Tags: #Aventuras, Historico

Por supuesto esperaba con una impaciencia que jamás había sentido el momento de reencontrarse con Diana y conocer a Brigid, y así había sido desde hacía miles y miles de millas. Pero ahora su ansiedad se veía empañada por un recelo que era incapaz de nombrar, o al menos no quería hacerlo. Llevaban separados desde que emprendiera aquel viaje tan largo. Se había enterado del nacimiento de su hija y de que Diana había comprado Barham Down, una mansión grande y apartada con excelentes establos, buenos pastos, terreno de sobras para galopar y generosas extensiones de monte para los caballos árabes que ella quería criar; pero aparte de eso, prácticamente no sabía nada más.

Habían pasado años enteros, y los años tienen mala fama.
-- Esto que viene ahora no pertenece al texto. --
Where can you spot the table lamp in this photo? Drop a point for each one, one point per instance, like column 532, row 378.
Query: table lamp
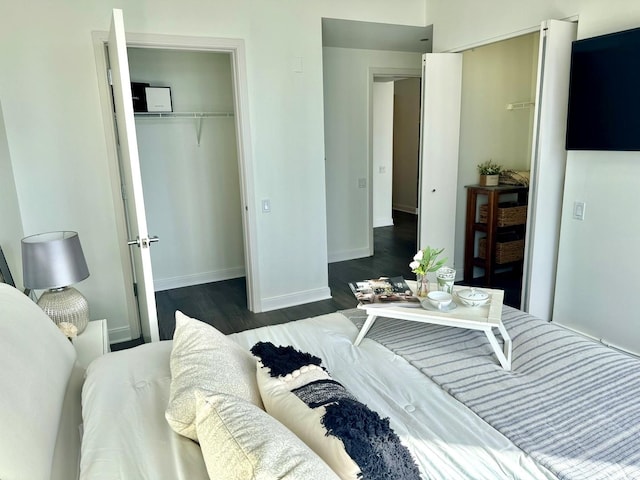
column 53, row 261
Unos versos de Horacio afloraron en su mente:

Singula de nobis anni praedantur euntes;

eripuere iocos, venerem, convivia, ludum …

Y por un instante quiso dar con una traducción tolerable en inglés:

Los años al pasar nos privan de nuestro

deleite,

del alborozo y del amor carnal, primero de uno

y después de otro, del juego, del festejo…

Pero el caso es que no le convencieron lo más mínimo y cejó en el intento.

De todos modos la situación no era tan desesperada, pues aunque Venus pudiera ser un planeta lejano y mortecina la luz que despedía, él aún disfrutaba de una comida alegre en compañía de sus amigos y de una partida encarnizada de
whist o
cinquillo. Por supuesto que había cambiado en cierto modo, de eso no cabía la menor duda. Por ejemplo, cada vez estaba más convencido de que el estudio apropiado del género humano dependía del estudio del hombre en sí y no de la atenta observación de coleópteros o aves.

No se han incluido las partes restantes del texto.